This, above all:

This, above all: To be God's best for The Coach and for Anna

Thursday, July 12, 2007

My withness

With his helter-skelter sched, The Coach hardly has time for TV, but these days he'd gladly lose sleep over Commander in Chief. Tonight, after the segment where Mac Allen's mother still mourned for a husband long gone, The Coach hugged me and asked, "Will you miss me if I die?" I would, definitely, infinitely, and sprung on him the same question, almost flippantly, wanting to see if he'd give me a proper eulogy.

But now as he sleeps and the night is moonless, I am unnerved. What is life without this beautiful man, one who is—to borrow from Kate Knapp Johnson's Meadow—"my withness, my here"?

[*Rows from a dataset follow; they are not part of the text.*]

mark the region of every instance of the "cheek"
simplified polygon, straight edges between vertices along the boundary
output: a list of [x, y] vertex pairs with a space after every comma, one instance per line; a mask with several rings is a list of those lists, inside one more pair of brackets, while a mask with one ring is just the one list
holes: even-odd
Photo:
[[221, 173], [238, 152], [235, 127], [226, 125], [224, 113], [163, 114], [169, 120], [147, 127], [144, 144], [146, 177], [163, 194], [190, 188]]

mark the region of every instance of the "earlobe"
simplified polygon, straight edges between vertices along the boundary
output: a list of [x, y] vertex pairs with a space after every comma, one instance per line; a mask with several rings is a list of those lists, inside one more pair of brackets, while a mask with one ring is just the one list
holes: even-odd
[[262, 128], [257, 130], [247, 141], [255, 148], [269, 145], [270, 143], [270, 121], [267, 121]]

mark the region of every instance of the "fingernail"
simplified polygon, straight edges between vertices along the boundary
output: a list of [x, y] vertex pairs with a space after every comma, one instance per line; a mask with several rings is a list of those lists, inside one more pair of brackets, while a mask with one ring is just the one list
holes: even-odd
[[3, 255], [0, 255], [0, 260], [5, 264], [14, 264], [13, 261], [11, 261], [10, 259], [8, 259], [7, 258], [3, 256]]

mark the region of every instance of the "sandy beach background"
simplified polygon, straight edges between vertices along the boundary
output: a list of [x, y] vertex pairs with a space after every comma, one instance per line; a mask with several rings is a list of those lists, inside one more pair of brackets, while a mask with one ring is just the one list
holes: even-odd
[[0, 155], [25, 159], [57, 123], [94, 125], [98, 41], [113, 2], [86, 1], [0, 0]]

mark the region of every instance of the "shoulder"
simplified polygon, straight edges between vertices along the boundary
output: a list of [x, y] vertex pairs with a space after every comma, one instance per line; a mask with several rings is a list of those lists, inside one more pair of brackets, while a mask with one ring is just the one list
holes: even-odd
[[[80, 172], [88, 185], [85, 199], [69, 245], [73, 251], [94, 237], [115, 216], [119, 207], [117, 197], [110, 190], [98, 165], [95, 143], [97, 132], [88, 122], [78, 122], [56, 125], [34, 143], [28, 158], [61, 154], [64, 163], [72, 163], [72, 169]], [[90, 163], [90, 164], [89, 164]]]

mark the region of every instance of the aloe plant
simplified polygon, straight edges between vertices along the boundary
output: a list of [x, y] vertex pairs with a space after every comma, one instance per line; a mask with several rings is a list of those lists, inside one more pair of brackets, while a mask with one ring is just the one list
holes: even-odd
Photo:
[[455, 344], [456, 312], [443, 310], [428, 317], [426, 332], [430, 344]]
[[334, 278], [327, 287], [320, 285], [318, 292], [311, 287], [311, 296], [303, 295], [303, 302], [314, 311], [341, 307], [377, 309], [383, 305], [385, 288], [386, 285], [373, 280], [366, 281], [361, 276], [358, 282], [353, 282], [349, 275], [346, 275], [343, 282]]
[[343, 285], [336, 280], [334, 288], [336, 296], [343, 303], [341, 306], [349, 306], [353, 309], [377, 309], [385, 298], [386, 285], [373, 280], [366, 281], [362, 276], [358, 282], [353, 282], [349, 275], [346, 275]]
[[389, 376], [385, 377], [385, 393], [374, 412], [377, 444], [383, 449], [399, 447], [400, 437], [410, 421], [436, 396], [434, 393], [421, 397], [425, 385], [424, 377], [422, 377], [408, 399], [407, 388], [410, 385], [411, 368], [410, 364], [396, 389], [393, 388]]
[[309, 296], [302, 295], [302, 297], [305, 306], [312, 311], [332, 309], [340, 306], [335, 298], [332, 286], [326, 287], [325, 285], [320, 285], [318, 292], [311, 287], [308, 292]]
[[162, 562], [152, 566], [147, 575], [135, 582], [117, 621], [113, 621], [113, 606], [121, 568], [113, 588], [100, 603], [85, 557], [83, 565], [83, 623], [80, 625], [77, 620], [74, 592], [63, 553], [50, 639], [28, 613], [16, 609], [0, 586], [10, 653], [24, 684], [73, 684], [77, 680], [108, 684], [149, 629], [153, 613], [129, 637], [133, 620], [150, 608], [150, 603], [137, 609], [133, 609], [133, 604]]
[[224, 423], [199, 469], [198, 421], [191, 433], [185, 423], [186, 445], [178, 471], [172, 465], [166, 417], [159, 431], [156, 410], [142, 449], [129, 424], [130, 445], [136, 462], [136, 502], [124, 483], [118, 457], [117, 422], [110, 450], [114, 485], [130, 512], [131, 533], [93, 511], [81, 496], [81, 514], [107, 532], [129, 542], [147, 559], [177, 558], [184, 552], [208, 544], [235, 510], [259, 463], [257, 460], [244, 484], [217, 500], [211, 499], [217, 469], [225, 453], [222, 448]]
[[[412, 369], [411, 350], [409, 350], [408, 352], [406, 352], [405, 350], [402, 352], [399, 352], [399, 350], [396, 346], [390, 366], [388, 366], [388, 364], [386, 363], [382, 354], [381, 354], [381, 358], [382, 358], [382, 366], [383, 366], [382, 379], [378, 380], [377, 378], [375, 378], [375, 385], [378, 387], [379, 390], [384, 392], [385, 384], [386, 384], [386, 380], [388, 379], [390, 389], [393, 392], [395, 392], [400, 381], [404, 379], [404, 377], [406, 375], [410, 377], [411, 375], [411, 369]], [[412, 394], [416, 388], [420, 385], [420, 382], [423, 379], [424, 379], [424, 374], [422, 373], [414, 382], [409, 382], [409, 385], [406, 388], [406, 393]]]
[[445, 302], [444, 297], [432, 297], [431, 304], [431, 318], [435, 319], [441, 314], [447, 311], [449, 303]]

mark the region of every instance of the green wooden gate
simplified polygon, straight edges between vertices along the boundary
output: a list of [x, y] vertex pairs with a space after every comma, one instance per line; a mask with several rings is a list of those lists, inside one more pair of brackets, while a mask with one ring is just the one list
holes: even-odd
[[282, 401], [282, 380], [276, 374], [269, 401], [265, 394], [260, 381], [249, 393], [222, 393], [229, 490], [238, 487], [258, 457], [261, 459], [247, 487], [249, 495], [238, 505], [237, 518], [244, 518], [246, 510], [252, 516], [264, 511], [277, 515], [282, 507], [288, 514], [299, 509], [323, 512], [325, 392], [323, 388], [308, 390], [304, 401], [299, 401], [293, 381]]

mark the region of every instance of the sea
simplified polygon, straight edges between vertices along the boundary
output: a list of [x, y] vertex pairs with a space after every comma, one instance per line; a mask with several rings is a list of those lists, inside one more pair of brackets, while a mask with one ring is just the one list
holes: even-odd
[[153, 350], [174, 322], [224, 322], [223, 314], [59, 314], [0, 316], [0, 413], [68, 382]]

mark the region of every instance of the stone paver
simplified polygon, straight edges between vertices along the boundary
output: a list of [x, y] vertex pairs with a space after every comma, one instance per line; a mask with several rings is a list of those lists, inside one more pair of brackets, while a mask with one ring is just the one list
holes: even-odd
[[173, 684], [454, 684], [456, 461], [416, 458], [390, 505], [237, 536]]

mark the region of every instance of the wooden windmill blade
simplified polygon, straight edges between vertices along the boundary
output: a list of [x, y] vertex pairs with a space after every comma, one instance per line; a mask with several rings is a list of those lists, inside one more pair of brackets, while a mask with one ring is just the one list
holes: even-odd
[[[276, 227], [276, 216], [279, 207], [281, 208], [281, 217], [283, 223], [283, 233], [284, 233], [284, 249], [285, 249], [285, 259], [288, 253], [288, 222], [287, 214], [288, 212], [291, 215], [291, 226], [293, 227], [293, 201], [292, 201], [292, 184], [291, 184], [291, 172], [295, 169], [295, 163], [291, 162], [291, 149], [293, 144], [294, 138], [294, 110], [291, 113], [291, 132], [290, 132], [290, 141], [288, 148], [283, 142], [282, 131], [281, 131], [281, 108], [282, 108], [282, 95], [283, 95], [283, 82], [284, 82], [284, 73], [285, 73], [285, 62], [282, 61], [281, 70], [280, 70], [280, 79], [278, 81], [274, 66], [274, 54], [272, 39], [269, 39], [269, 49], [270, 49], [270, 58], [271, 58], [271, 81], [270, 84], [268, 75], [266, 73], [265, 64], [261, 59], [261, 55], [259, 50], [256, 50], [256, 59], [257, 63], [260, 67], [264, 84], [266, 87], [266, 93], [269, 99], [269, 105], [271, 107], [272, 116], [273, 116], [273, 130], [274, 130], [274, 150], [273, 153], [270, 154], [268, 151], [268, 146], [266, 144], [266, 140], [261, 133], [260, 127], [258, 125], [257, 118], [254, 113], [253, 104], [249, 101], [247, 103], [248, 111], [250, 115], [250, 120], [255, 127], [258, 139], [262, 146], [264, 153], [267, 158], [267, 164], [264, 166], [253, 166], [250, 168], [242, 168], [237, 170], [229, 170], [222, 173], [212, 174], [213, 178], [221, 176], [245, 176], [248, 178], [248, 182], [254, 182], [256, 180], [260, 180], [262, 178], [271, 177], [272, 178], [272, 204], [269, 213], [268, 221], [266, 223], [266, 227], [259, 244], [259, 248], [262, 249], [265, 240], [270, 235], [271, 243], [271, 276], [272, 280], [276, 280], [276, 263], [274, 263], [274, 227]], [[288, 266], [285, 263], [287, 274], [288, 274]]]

In the first years of our marriage, I would sometimes wake in the darkness, and not hearing The Coach's breathing above the hum of the air conditioner—he is not one to snore unless exhausted—I would slide my head down from my pillow to catch the silhouette of his chest against the muted light that filters through the curtains. I would monitor the rise and fall of his breathing, and only when so assured could I go back to sleep.

Many years of everydays calmed me, lulled me to thinking that together is a forever word. Until tonight.


Otherwise
Jane Kenyon

I got out of bed
on two strong legs.
It might have been
otherwise. I ate
cereal, sweet
milk, ripe, flawless
peach. It might
have been otherwise.
I took the dog uphill
to the birch wood.
All morning I did
the work I love.

At noon I lay down
with my mate. It might
have been otherwise.
We ate dinner together
at a table with silver
candlesticks. It might
have been otherwise.
I slept in a bed
in a room with paintings
on the walls, and
planned another day
just like this day.
But one day, I know,
it will be otherwise.



from Otherwise, 1996
Graywolf Press, St. Paul, Minnesota

1 comment:

Ayen said...

awwww....

(maybe it's a coincidence, but the word verification text i had to punch in in order to leave this comment was: "tgoxs." it might have been otherwise.)